Thanks, take care, and without further ado on to this week’s features! 

You’ve likely not heard of it, but this US-funded fact checking website aiming to fight misinformation in Cambodia was shut down last month after three weeks in operation. CambodiaCheck crumbled under the weight of criticism, as a questionable string of analyses began with a controversial attempt to debunk Human Rights Watch. At risk of blindly upholding the truth as Cambodia’s ruling party would have it, the CambodiaCheck debacle highlights the difficulties and dangers of foreign-funded fact-checking in a country wielding “fake news” as a political weapon, I wrote in a piece published today.  

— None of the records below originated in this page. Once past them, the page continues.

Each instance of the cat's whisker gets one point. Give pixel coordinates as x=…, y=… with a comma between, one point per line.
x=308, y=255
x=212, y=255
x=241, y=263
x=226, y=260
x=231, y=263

An upcoming UN General Assembly will decide Myanmar’s legitimate UN representative, providing an opportunity to legitimise the civilian National Unity Government (NUG) at the expense of the military junta which overthrew it, the NUG’s charismatic public face Dr Sasa told Jessica Mudditt this week. She spoke with him about the resistance movement’s struggle to gain the support of the international community, both in restoring democracy and combating the growth of Covid-19.

In Khmer-dominant Cambodia, indigenous youth in the country’s northeast are learning to make films in their own languages and communities through the Bophana Centre’s “Amplifying Voices” programme. In his first piece for us, new Globe report/editor Jack Brook recounted the story of one filmmaker attempting to document and preserve his Kreung culture’s intangible heritage, his films serving as both an archive and a form of knowledge-sharing.

With Covid intensifying in Vietnam and ride-hailing apps such as Grab suspended, Ho Chi Minh City’s taxi drivers have had an unlikely resurgence, reports Madeleine List. Yet the relative economic boon for taxis on the frontlines comes with a high risk to health and happiness.

As Malaysia turned 58 this week, Dr. James Chin wrote that the state needs to have a national conversation about its identity issues. Through concerted efforts by politicians, attempts are being made to conflate being Malaysian with being Muslim, coming at expense of the federation’s rich tapestry of religions, identities and cultures.